Matthew is its originator. It was a ninth decade addition to the developing Jesus story. If that is so, as I am convinced it is, then we need to ask why a miraculous birth was an appealing idea to Matthew. Here we can only speculate, but at least these speculations are educated.

There appears to have been an attack made on Jesus’ legitimacy, probably by the enemies of the Jesus movement. A popular line of attack against religious change agents in the first century was to raise suspicions about their origins, to question their paternity. Religious troublemakers were all thought to be base born people. The reason we can be fairly certain that these attacks were abroad is that two of them appear in the texts of the other gospels. The first is found in Mark. After an impressive sermon in the synagogue in his home region, Mark says that the crowd began to question from where it was that Jesus had gotten such wisdom. In that context anonymous voices in the crowd began to question his origins. “Is not this the carpenter?” they asked. Then they continued this probing of his roots by saying “Is not this the son of Mary.” This was the first time in any written Christian document that the name “Mary” is used for the mother of Jesus. Perhaps more importantly, however, is the fact that in first century Jewish society, to refer to a grown man as the son of a woman was to raise public questions about his paternity and thus about his legitimacy. The charge of illegitimacy was surely around in that period of time when the life of Jesus was being portrayed.

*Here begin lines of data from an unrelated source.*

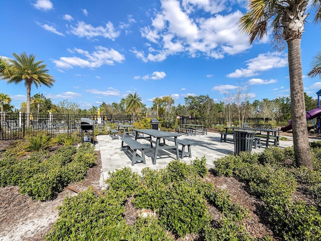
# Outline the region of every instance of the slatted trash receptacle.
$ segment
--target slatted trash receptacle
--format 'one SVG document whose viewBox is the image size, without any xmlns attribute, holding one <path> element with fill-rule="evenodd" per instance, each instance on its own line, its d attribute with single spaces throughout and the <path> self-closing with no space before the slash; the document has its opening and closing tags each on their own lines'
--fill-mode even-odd
<svg viewBox="0 0 321 241">
<path fill-rule="evenodd" d="M 238 155 L 241 152 L 252 151 L 252 145 L 255 132 L 243 130 L 234 130 L 234 155 Z"/>
</svg>

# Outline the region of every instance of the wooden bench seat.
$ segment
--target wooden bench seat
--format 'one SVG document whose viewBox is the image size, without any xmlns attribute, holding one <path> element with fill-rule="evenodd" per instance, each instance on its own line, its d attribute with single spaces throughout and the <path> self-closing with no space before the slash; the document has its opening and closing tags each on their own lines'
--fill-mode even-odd
<svg viewBox="0 0 321 241">
<path fill-rule="evenodd" d="M 171 137 L 164 137 L 163 138 L 164 140 L 164 144 L 165 144 L 165 140 L 171 141 L 172 142 L 175 142 L 175 139 Z M 191 143 L 188 141 L 185 140 L 177 139 L 177 143 L 179 144 L 182 145 L 182 151 L 181 152 L 181 159 L 183 159 L 185 156 L 188 156 L 189 157 L 192 157 L 192 152 L 191 152 Z M 185 147 L 187 146 L 188 151 L 185 151 Z"/>
<path fill-rule="evenodd" d="M 254 136 L 254 138 L 260 138 L 260 139 L 264 139 L 264 141 L 266 141 L 266 137 L 267 136 L 267 135 L 261 134 L 260 133 L 257 133 L 255 135 L 257 136 Z M 277 147 L 279 145 L 279 138 L 280 138 L 280 136 L 276 136 L 276 137 L 275 137 L 274 136 L 270 136 L 269 137 L 269 142 L 273 143 L 274 146 Z"/>
<path fill-rule="evenodd" d="M 119 131 L 117 130 L 110 129 L 109 130 L 109 136 L 111 137 L 112 140 L 119 139 L 119 137 L 118 136 Z"/>
<path fill-rule="evenodd" d="M 207 128 L 203 129 L 203 135 L 207 135 Z"/>
<path fill-rule="evenodd" d="M 222 132 L 221 133 L 221 142 L 222 142 L 223 140 L 224 140 L 224 142 L 226 142 L 226 137 L 227 136 L 232 136 L 233 137 L 234 140 L 234 136 L 233 133 L 226 133 L 225 132 Z"/>
<path fill-rule="evenodd" d="M 179 134 L 181 133 L 181 131 L 185 131 L 184 132 L 187 134 L 188 136 L 190 135 L 190 134 L 192 135 L 193 133 L 193 129 L 190 128 L 184 128 L 182 127 L 177 127 L 175 128 L 175 132 L 177 132 Z"/>
<path fill-rule="evenodd" d="M 126 144 L 127 146 L 124 146 L 124 143 Z M 137 161 L 142 161 L 142 163 L 145 164 L 146 161 L 145 160 L 145 151 L 146 146 L 141 143 L 139 143 L 133 138 L 130 137 L 124 137 L 121 139 L 121 147 L 120 150 L 123 150 L 124 147 L 127 147 L 133 150 L 132 157 L 131 158 L 131 165 L 133 166 Z M 139 150 L 141 152 L 141 157 L 137 154 L 137 150 Z"/>
</svg>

The second illustration of this same thing comes at a somewhat later date. It is recorded only in the eighth chapter of the gospel of John. Once again a crowd is discussing Jesus’ origins. He cannot be the Christ, they assert, because no one will know the origins of the messiah, but “we know where this man (Jesus) comes from.” Later, a voice in the crowd is quoted as saying to Jesus: “We were not born of fornication.” The NRSV translates this text: “We were not illegitimate.” The clear impression is that Jesus was. I suspect that these attacks on Jesus’ origins and the questions about his paternity were so prevalent that Matthew decided to defend him against these charges. For this purpose, he developed his narrative of the virgin birth, which covers Jesus with legitimacy by asserting that Jesus was conceived and born without benefit of a male agent. He was “the Son” of God.

To buttress his story, Matthew found a text in Isaiah (7:14) on which he could base his story, thus portraying the virgin birth as the fulfillment of the scriptures. He proceeded to interpret that text so that he had it read, “Behold a virgin will conceive.” The only problem with this interpretation was that this is not what the text actually said at all. It said rather, “Behold, a woman is with child.” Those two things are clearly not the same! Nevertheless, Matthew used it and he wrapped around it the mythology of celestial bodies that announced this wondrous birth and guiding stars, which brought Gentiles to pay him homage with gifts of gold, frankincense and myrrh, each of which was highly symbolic. This child is holy, Matthew was proclaiming, this life is the child of Almighty God.

Did Matthew recognize how weak his argument was? I think he did and that is why he opened his story of Jesus’ virgin birth with 17 verses dedicated to Jesus’ ancestry in which he has included the four sexually-compromised women.

What Matthew was saying is that Jesus is of God. His is a holy life, but his holiness lay in the fact that he was born of the Spirit, not that his flesh was divine. By the time the Fourth Gospel was written, to be born of the Spirit had very different connotations from the suggestions that the Holy Spirit was your biological father. Matthew is also saying that even if you are not convinced by his supernatural argument, God can still raise up a holy life even if God has to work through the incest of Tamar, the prostitution of Rahab, the seduction of Ruth and the adultery of Bathsheba. That is why Matthew begins his story of Jesus’ birth with the “shady ladies” of the genealogy. Do you see how rich this story is when the text is not literalized and when one dares to read it with Jewish eyes?